Indianapolis-based RQAW, the engineering firm paid by the county to study the jail, will soon wrap up a geotechnical report on land commonly called the county farm along U.S. 40 between County Roads 400E and 500E — the proposed location of a new county jail, said commissioner president Brad Armstrong.
If the farmland can support a correctional facility, the Hancock County Commissioners might vote Tuesday to sign a contract with RQAW for the design and engineering of the jail, amounting to $2.5 million, Armstrong said. The county paid RQAW $100,000 for the study, which it started in October.
The county has been attempting to build a new facility for years to alleviate overcrowding. The current 30-year-old jail has recently had upwards of 250 inmates packed into the 157-bed facility.
The contract includes $400,000 for schematic design of a facility with two jail pods, which could hold 400 inmates, as well as almost $2 million more in design and engineering costs leading up to the start of construction, Armstrong said. The total price of the project is still unknown, but officials have previously estimated it could cost between $60 million and $70 million and that construction would take two years.
Part of one of the structures, however, could be operational within a year’s time, costing $10.3 million. The building would house about 158 inmates and have a short-term kitchen, laundry, nurse’s office and intake space. The idea was developed as an alternative to proposed temporary modified semitrailer units.
Ever since a referendum that would’ve raised property taxes to pay for a $55 million downtown jail and other criminal justice projects failed in May, the commissioners and county council have differed on where to build a jail, debating between keeping the jail downtown or moving it to the county farm.
“I still don’t know that it’s the site that I want to be at, but it’s the site where we can get something done,” Armstrong said about the county farm location.
The county council on Wednesday approved a resolution stating the county could use up to $1.5 million from the rainy-day fund for jail design costs and reimburse those expenditures through a revenue bond. The county is pursuing a bond as a stopgap before they can increase income taxes by 0.2 percent to cover part of the jail’s total cost. The tax hike could get approved in January and go into effect on Oct. 1.

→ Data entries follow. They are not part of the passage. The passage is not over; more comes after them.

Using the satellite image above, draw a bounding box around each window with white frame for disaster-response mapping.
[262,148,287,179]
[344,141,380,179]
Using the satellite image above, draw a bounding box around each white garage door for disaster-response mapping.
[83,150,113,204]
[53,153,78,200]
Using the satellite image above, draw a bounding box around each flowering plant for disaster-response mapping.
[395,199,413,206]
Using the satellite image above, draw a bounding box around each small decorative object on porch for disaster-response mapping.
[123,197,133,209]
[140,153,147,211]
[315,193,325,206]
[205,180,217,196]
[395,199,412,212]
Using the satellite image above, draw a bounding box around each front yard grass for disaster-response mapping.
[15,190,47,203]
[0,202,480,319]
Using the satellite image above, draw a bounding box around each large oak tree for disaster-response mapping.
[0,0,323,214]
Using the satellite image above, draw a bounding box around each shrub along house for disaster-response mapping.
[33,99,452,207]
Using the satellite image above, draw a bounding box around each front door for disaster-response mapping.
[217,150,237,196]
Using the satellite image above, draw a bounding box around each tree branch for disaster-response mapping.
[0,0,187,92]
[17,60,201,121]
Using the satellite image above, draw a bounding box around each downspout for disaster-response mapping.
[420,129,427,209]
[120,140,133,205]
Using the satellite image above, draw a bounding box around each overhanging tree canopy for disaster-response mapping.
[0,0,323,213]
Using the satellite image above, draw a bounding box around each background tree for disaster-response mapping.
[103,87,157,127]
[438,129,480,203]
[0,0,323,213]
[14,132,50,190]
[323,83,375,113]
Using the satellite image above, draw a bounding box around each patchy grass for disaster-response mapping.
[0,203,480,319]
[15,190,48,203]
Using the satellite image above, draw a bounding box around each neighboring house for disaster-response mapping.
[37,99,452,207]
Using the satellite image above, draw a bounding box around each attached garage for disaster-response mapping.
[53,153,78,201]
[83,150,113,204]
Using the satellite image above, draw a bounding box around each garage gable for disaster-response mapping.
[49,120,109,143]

Ray Richardson, county attorney, said he advised the council to agree to use up to $1.5 million from rainy-day fund in case they need more funding reserved for the project before a revenue bond goes into effect.
The $2.5 million contract with RQAW will have multiple steps with different price tags the county will need to pay as the design and engineering advances, Richardson said. The county has only appropriated $400,000 from rainy-day thus far to pay for schematic design, he said.
The county previously agreed to an $800,000 contract with RQAW earlier this year when they designed a downtown jail.